HBO offered TV critics a heavy dose of weighty topics Friday, from AIDS to the Evangelical movement to a serial killer. And Dick Wolf, uber-creator of the ubiquitous “Law & Order” franchise, maintained the thematics, showing up to give his pet project, the film version of “Bury My Heart At Wounded Knee,” his stamp of approval.

The film spans the late 19th century as the Sioux Indians struggled between assimilation and annnihilation in the hands of the U.S. government. As befits a big HBO production, it stars the likes of Anna Paquin (“X Men,” “The Piano”), Aidan Quinn (“An Early Frost,” “The Book of Daniel”) and “Law & Order” chief prosecutor and former U.S. senator Fred Dalton Thompson. (Thompson plays Pres. Ulysses S. Grant.)

Wolf said back around 2001, his former boss Tom Thayer asked him if he had read the seminal 1971 book “Bury My Heart At Wounded Knee.” Wolf said yes. Thayer asked him if he wanted to jump aboard a film project based on the book. “I immediately wanted to get involved,” he told the media. “And we went to HBO and it was fast-track from there and here we are five and a half years later. Maybe a new record for HBO.”
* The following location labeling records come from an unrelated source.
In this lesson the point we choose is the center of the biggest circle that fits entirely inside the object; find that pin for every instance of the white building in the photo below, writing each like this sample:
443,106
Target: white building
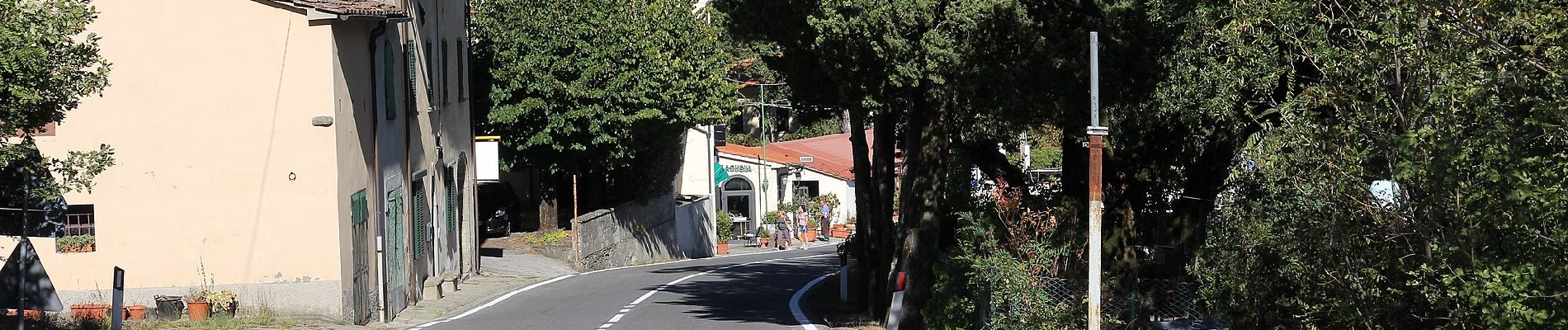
813,166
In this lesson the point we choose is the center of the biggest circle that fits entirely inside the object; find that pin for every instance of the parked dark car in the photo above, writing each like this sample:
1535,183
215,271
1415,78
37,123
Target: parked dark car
498,209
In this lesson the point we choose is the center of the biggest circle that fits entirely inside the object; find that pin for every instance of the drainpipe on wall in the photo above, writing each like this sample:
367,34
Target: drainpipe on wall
375,167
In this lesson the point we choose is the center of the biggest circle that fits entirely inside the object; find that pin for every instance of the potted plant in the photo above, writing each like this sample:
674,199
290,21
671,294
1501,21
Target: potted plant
221,300
90,312
137,312
811,230
196,307
76,243
170,307
27,314
725,230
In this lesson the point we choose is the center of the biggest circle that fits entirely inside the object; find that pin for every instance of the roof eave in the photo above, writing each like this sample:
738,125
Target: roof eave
315,16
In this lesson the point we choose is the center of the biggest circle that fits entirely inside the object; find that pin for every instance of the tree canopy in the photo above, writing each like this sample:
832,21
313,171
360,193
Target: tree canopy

As he made clear, HBO likes to take its time on projects it cares about and he lavished praise on the pay cable’s distinct culture.

“I’d do anything that HBO wanted me to do given the strictures that I’m under contractually,” Wolf said. “I would love to find more ways to work with them because it has been an amazing experience. But I would love to send some network people in to intern there for awhile.”

The audience laughed. He later apologized for being so flippant about the broadcast networks who have made him fabulously wealthy, noting that HBO’s business model is so different from, say, NBC. HBO can pick and choose a handful of projects a year while the big three networks have to fill 22 hours a week of mostly original programming.

“They [the broadcast networks] are in the numbers game, the daily numbers game, and that leads to the decisions that are not necessarily artistic or what is best,” Wolf noted.

HBO relies solely on subscribers so while it’s immune to advertiser pressure, it still needs buzz-worthy, appointment TV series, something the network has failed to conjure up lately with the possible exception of “Entourage.”

Wolf even noted HBO’s extravagant period-piece drama “Rome,” which ends after just two seasons this year after modest ratings in relation to its cost. ” ‘Rome’ is one of the most awesome television achievements to me in the past 20 years,” he said. “Again, it was that you look at it and go, boy, they really didn’t care how much it cost.”

The HBO beancounters probably twisted uncomfortably in their seats after hearing that comment.